A realistic application is day-ahead electricity demand forecasting for grid operators and energy retailers. Forecasts at half-hour resolution help with generation scheduling, reserve planning, and market decisions. In this example, the LSTM performed better than ETS on the same seven-day test horizon, which suggests that deep learning can be helpful when demand depends on several drivers such as temperature, calendar effects, and short-term seasonal patterns.

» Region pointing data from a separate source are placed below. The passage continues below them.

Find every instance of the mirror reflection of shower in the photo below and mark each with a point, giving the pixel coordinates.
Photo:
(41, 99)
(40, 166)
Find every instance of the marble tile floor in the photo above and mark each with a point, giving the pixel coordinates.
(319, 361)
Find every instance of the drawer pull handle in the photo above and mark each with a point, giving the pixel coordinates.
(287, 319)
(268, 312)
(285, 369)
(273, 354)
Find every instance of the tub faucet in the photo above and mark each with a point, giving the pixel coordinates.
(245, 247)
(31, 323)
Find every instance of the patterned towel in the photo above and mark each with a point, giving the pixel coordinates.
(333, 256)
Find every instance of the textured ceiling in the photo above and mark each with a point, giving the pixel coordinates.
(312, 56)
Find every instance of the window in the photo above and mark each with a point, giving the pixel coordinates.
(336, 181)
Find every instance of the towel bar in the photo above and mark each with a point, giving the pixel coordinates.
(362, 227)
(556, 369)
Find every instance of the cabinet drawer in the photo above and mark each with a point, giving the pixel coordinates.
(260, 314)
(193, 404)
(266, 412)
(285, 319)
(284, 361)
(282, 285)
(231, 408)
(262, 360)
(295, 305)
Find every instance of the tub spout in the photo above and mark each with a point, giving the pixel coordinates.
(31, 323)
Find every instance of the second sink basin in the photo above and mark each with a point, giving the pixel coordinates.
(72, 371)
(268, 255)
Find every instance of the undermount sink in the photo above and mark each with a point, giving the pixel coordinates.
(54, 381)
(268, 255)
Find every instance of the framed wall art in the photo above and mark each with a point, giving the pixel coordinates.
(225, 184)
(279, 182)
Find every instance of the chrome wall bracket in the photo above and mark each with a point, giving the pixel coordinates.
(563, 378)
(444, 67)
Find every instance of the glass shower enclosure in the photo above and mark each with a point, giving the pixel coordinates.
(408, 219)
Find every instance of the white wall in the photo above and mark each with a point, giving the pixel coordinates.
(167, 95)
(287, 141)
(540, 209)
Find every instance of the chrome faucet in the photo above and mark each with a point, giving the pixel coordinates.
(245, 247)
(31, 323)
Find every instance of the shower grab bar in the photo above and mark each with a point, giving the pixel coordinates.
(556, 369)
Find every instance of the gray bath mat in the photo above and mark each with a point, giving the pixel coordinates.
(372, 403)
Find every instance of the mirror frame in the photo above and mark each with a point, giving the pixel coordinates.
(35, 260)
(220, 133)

The main weakness of the LSTM is interpretability. Although it forecasts well, it is harder to explain why a specific prediction is high or low, whereas ETS is easier to interpret. There are also some practical limitations: recurrent models usually need more historical data, take more computation than ETS, and may be harder to justify to non-technical stakeholders. In future work, interpretability could be improved by using a more interpretable model such as Temporal Fusion Transformer, applying post-hoc methods such as SHAP, or presenting the deep model alongside a simpler statistical baseline.

Conclusion

On the matched seven-day test horizon, the LSTM outperformed the ETS baseline on RMSE, MAE, and MAPE. The trade-off is that it required more tuning, more computation, and offered weaker interpretability.